For their generation, who lived through two world wars, economic depression and a failed revolution, magic and primitivism were liberating. For artists, magic was a means for change, uniting and suspending the reams of art and science, a much-needed alternative to religion and positivism that had led to the atrocities of the war. For women, lastly, the occult became a means to subvert patriarchal ideologies and empower the female self.
Born in Shillong, British India, in 1906, Ithel Colquhoun became interested in Occultism at the age of seventeen after reading Crowley’s Abbey of Thelema. Educated at the Slade School of Art, she moved to Paris in 1931. However, it was in Britain that her career actually took off: holding a number of solo exhibitions, by the end of the 1930s, she had become one of the prominent figures of British Surrealism. Her affiliation to the movement was nonetheless short-lived, leaving after only one year when forced to choose between Surrealism and Occultism.
While she continued to define herself as a Surrealist artist, severing formal ties with the movement allowed her to develop a more personal aesthetic and poetic. In Surrealist fashion, she employed many Surrealist techniques such as frottage, decalcomania, collage, while also developing her own inspiration games such as parsemage and entoptic graphomania.
Channeling the dark power of artists such as Artemisia Gentileschi, Colquhoun recognized in women a potential for creation, salvation, and resurrection that linked them with nature and the cosmo.
Her work, drawing parallels between the preservation of nature and women’s emancipation, established a powerful precedent for the later development of Ecofeminism.
The search for the lost goddess represented women’s reconnection with Nature and the rediscovery of their own strength, the journey leading to the reclamation of knowledge and power.
One of the most longevous and prolific female Surrealist artists, Leonora Carrington was a British artist who fled to Mexico during the Surrealist diaspora.
Born in 1917, Leonora Carrington was the daughter of a British wealthy textile manufacturer and an Irish mother. Her rebellious attitude had her expelled from at least two schools. Over twenty years younger than most Surrealists, Carrington came in contact with the movement almost solely through exhibitions and publications.
It was in 1937 that she met Max Ernst at a London party. The two immediately bonded and moved together to Southern France, where he promptly separated from his wife. One of her most famous works, Self-Portrait (Inn of the Dawn Horse) was painted during this time.
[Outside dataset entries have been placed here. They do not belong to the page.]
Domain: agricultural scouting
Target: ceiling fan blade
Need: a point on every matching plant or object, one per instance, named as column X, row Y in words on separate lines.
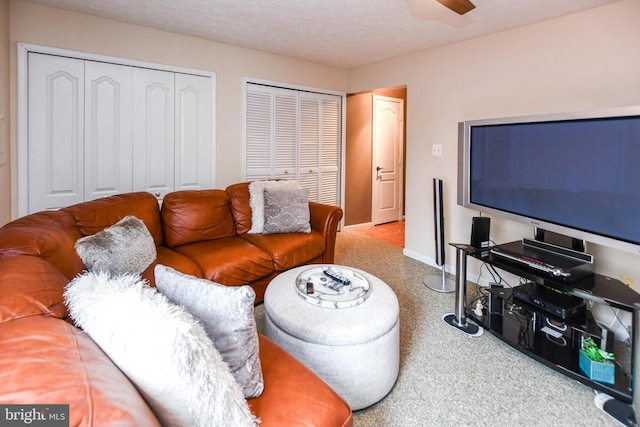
column 459, row 6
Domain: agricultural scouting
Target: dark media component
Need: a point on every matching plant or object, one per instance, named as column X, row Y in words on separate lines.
column 480, row 232
column 560, row 263
column 553, row 302
column 558, row 239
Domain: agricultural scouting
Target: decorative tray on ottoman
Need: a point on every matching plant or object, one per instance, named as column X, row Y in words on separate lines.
column 333, row 286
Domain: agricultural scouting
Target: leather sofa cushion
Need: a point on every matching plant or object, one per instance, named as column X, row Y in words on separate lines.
column 30, row 286
column 77, row 373
column 290, row 249
column 196, row 215
column 240, row 199
column 291, row 389
column 49, row 235
column 96, row 215
column 174, row 260
column 229, row 261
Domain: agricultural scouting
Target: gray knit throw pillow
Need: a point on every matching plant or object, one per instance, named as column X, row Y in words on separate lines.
column 126, row 247
column 286, row 211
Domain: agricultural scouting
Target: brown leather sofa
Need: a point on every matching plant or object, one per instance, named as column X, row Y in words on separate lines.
column 44, row 359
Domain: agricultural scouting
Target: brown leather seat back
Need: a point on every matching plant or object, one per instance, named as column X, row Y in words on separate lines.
column 96, row 215
column 50, row 235
column 192, row 216
column 240, row 206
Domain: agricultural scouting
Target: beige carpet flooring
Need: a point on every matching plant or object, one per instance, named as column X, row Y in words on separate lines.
column 448, row 378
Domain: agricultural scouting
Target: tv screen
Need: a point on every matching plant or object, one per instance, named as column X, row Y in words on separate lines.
column 576, row 175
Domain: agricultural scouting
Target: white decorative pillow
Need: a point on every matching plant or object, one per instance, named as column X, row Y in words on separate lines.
column 226, row 313
column 126, row 247
column 286, row 211
column 256, row 200
column 161, row 347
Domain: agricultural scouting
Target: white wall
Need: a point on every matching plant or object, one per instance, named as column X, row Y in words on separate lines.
column 579, row 62
column 5, row 173
column 42, row 25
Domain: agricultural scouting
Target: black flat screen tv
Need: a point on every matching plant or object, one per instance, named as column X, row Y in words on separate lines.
column 577, row 174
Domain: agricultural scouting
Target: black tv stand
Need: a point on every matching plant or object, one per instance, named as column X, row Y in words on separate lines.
column 546, row 338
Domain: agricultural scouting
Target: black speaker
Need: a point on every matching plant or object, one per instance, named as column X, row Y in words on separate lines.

With the outbreak of WWII, Ernst was interned as an “undesirable foreigner” but was released thanks to Eluard’s intercession. Arrested again by the Gestapo, he only barely escaped internment camp, which prompted him to seek asylum in the States, where he emigrated with the help of Peggy Guggenheim and Varian Fry.
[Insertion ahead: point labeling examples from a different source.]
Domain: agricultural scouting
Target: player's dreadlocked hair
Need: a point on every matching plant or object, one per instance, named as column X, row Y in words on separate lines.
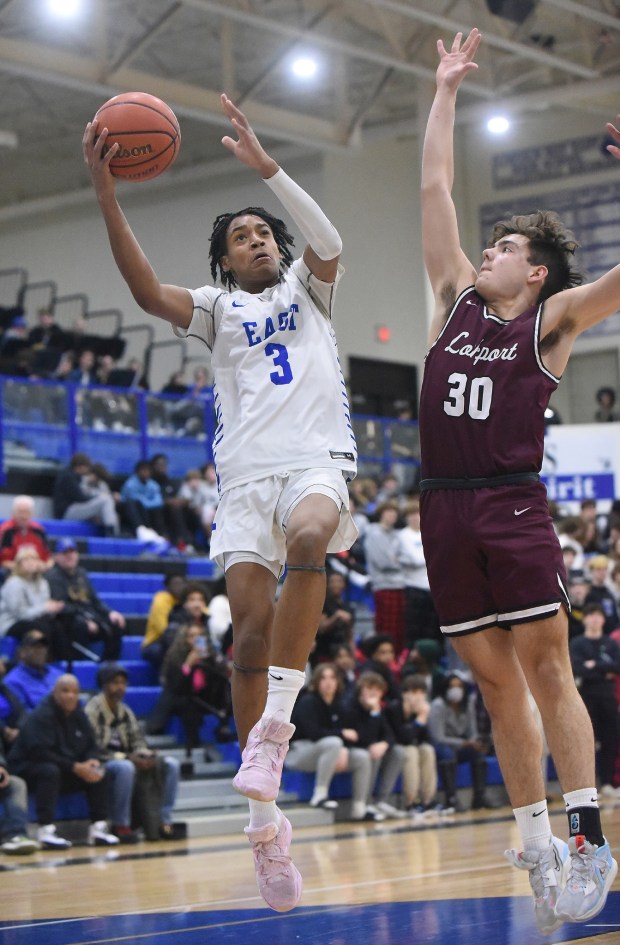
column 552, row 245
column 219, row 248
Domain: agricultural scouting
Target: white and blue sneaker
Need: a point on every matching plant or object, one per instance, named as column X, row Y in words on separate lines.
column 548, row 870
column 591, row 875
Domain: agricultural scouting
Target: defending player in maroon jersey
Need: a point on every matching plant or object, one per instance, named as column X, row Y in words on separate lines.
column 500, row 338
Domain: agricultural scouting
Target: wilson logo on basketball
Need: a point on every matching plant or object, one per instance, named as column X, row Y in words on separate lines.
column 130, row 152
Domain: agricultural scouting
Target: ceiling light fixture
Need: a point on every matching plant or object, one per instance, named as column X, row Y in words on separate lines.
column 498, row 125
column 304, row 67
column 64, row 7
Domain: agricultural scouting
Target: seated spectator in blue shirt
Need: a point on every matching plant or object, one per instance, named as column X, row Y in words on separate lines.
column 85, row 373
column 75, row 503
column 142, row 501
column 33, row 677
column 56, row 753
column 14, row 839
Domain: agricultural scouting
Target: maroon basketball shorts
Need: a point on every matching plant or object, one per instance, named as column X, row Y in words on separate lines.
column 493, row 557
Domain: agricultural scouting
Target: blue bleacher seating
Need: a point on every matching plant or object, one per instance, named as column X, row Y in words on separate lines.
column 140, row 673
column 57, row 528
column 117, row 547
column 126, row 603
column 115, row 581
column 302, row 782
column 8, row 645
column 202, row 568
column 131, row 648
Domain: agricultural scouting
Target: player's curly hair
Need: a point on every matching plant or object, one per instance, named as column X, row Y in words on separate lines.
column 218, row 247
column 552, row 245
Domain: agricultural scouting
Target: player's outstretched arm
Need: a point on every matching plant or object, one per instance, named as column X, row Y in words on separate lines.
column 324, row 244
column 172, row 303
column 615, row 134
column 446, row 264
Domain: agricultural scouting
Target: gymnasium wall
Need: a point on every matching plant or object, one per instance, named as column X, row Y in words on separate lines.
column 371, row 193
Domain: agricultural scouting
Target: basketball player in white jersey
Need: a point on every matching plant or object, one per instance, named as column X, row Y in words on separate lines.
column 284, row 448
column 500, row 338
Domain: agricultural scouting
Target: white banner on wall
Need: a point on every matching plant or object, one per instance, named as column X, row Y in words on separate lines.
column 582, row 461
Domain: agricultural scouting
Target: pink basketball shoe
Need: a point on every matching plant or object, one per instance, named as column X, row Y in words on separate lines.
column 279, row 881
column 263, row 757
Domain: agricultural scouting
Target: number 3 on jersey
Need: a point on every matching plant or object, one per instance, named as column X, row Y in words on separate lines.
column 284, row 374
column 478, row 397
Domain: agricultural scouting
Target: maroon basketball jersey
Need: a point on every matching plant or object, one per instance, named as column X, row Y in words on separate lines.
column 484, row 394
Knowing nothing of Ernst’s fate, Carrington sold their house and fled to neutral Spain. Devastated, she suffered a mental breakdown at the British Embassy in Madrid. Hospitalized, Carrington was treated with convulsive therapy and heavy medications that had her hallucinating in and out of consciousness. Once released, Carrington fled to Lisbon and secured passage to Mexico by marring Mexican Ambassador Renato Deluc. There she lived for the rest of her life until her death in 2011.
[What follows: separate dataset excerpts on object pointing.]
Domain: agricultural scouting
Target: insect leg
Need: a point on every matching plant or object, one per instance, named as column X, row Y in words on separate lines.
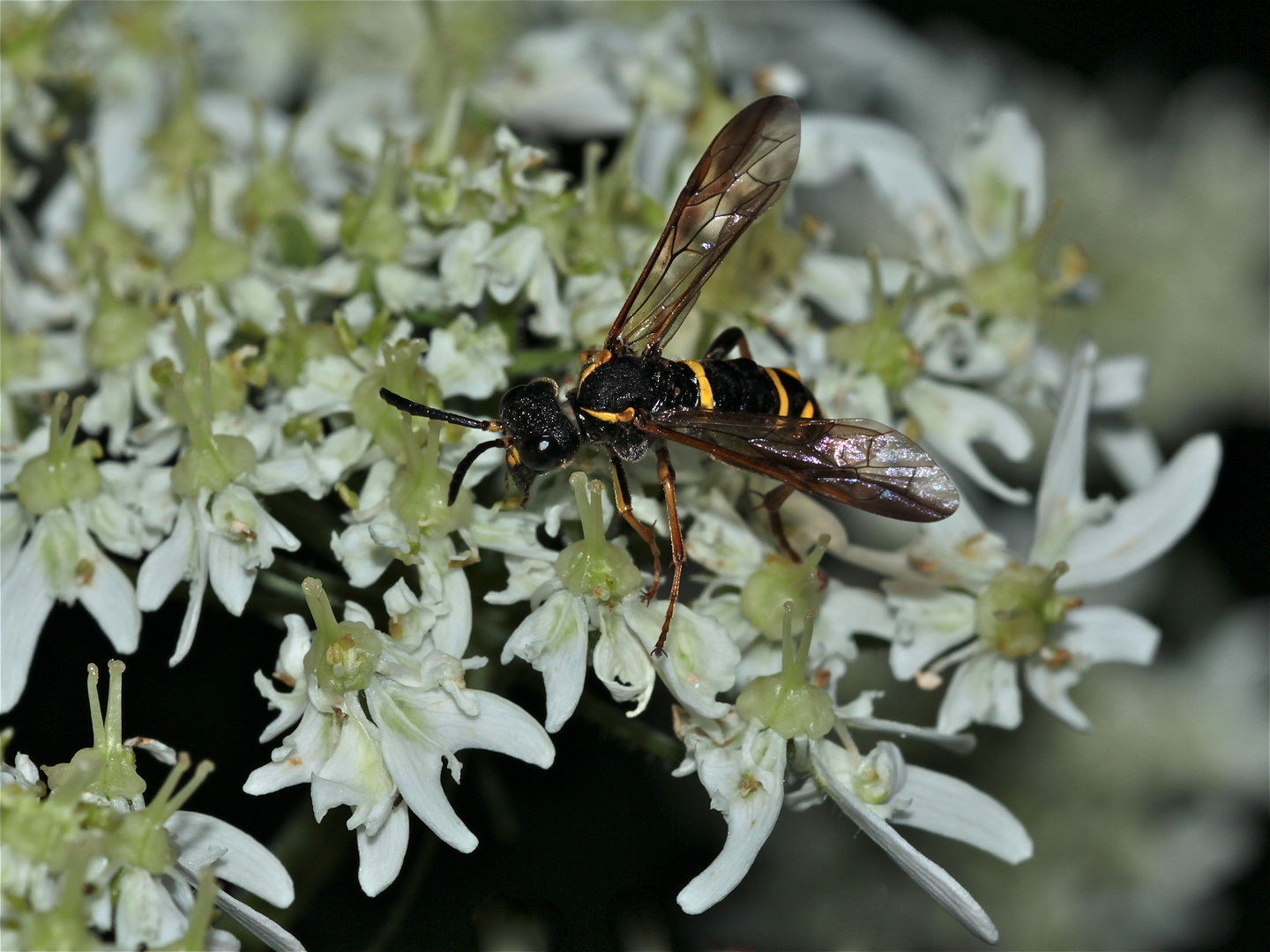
column 623, row 496
column 725, row 342
column 666, row 473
Similarly to Colquhoun, Carrington’s quest for the discovery of female-centered spirituality was informed by Groves’ essay The White Goddess published in 1948, which awoke a renewed interest for pagan mythologies.
A popular myth for female Surrealist artists was that of a matriarchal origin of humanity: despite its historical accuracy, the myth provided an empowering image to women, reclaiming the female creation myth as a viable model for female creativity. Inspired by this new mythology, Second wave Surrealists women envisioned fantastical egalitarian societies where humans and nature lived in harmony: a vision of the future created through women’s agency.